Venezuelan President Hugo Chávez unveiled a new state-owned industrial water pump and pipeline in Aragua state that will improve agricultural irrigation and allow the restoration of one of Venezuela’s largest fresh water lakes. Mérida, March 3rd 2009 (Venezuelanalysis.com) – On his weekly presidential talk show Aló Presidente Sunday, Venezuelan President Hugo Chávez unveiled a new state-owned industrial water pump and pipeline in Aragua state that will improve agricultural irrigation and allow the restoration of one of Venezuela’s largest fresh water lakes.
In addition, Chávez announced that the state will develop a new network of “socialist agrarian communes” in Aragua state, and that these initiatives mark the beginning of a new era in which Venezuela’s “Bolivarian Revolution” will be strengthened. Chávez also called for Venezuelans to be alert to the ways the private media manipulates information about the government’s projects.
“We should feel proud because we have produced a totally Venezuelan project,” Chávez said after switching on the motors of the water pump, the construction of which cost nearly $100 million and employed nearly 2,500 people, directly and indirectly.
“Hopefully, there will be no wars over water or oil in the future. Water is essential,” said Chávez.
The pump will transfer up to 3,000 liters of water per second from the Taiguaiguay Lagoon through a 6 kilometer pipeline to farmlands in the Tucutunemo Valley, Chávez explained, topographical map and marker in hand.
This will allow the restoration of the water level in nearby Lake Valencia, which has suffered from insufficient sewage treatment in nearby cities and irrigation based on “the irrational exploitation of the capitalist development model,” said Chávez.
An alternative, “socialist” development model is the aim of the Chávez administration, which is now laying out a ten-year plan, assuming Chávez is elected to a third presidential term after his current term ends in 2012. A third term is a possibility because voters approved a constitutional amendment to lift term limits on elected offices in a nation-wide referendum last month.
“The earth, the water are property of all Venezuelans… they are social property,” said the president. “Let’s march together through the next decade to strengthen the revolution of 2009-2019, to construct true socialism.”
To compel an alternative model of farming in the Tucutunemo Valley, the Agriculture and Land Ministry distributed Argentine tractors, plows, seeders, and fertilizers, imports worth more than 1.5 million bolivars ($700,000), to local farming cooperatives.
Also, Chávez said his government would install and equip “socialist agrarian communes” in the valley, based on new economic structures outlined in agrarian laws passed by the Chávez government last year.
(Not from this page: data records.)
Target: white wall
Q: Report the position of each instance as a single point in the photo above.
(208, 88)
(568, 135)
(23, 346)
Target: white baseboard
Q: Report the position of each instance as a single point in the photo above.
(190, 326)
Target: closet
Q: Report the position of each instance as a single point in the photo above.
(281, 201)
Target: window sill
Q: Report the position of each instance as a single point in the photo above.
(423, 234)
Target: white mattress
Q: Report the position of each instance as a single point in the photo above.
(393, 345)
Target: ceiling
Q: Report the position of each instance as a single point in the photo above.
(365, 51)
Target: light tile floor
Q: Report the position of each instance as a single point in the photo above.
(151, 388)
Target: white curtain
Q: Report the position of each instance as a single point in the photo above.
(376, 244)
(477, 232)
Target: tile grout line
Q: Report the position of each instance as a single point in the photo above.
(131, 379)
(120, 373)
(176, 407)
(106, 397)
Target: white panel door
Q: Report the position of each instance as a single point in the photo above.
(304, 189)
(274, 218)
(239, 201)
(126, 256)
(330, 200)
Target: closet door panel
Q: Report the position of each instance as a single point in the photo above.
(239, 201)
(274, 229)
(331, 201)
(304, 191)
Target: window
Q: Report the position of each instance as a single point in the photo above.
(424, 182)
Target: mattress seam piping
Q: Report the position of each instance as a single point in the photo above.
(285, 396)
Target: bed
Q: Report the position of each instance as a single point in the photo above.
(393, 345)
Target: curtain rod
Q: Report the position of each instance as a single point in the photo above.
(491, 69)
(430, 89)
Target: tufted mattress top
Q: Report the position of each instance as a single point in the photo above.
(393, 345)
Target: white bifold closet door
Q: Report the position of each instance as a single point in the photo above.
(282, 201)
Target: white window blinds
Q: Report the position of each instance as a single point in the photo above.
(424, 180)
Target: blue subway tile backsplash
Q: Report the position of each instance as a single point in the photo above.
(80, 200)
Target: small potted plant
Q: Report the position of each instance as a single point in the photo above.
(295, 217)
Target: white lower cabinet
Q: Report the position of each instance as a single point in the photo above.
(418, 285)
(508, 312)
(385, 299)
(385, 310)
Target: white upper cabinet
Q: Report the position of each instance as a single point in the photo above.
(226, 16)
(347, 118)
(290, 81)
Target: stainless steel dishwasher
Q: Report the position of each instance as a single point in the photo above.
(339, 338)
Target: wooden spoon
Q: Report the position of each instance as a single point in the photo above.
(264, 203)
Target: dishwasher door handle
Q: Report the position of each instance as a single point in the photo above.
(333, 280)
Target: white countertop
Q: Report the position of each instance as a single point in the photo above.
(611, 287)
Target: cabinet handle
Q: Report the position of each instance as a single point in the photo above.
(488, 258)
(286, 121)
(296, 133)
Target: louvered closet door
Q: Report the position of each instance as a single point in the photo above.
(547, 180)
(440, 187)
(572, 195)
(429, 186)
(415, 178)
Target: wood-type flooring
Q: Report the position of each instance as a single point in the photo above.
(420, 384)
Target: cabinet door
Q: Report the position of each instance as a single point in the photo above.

The communes represent “the collective work of the state, the regional and municipal governments, and organized communities,” and “will help overcome some problems that have not been able to be solved by the established bureaucracy,” according to Régulo la Cruz, the coordinator of the national Foundation for the Development and Promotion of Communal Power (Fundacomunal) in Aragua state, which is in charge of the projects.
“The priority will be that organized communities design public policies to solve their problems and transcend the corrupt bureaucracy,” said la Cruz.
To help organize the communities, a program of the Environment Ministry called Hidrocentro has taken charge of setting up local water committees in the Tucutunemo Valley and facilitating workshops with the committees about the rational use of water in their irrigation systems.
Chávez specified that while the idea is to transfer economic power to the communes, the private sector would not be eliminated. “We need the private sector to be united with us, not against us,” he said.
Nonetheless, Chávez warned that the private media, much of which is openly adversarial to the government, would step up its efforts to ignore and distort government activities as the government pushes harder toward socialism. “The oligarchy does not rest; every day it attacks us with its newspapers and its radio,” he said.
Chávez ordered government officials at the national, regional, and local level to make “a map of the media war” to identify the counter-revolutionary media in their sector and engage in “a daily battle” to strategically supply alternative information about government and community activities.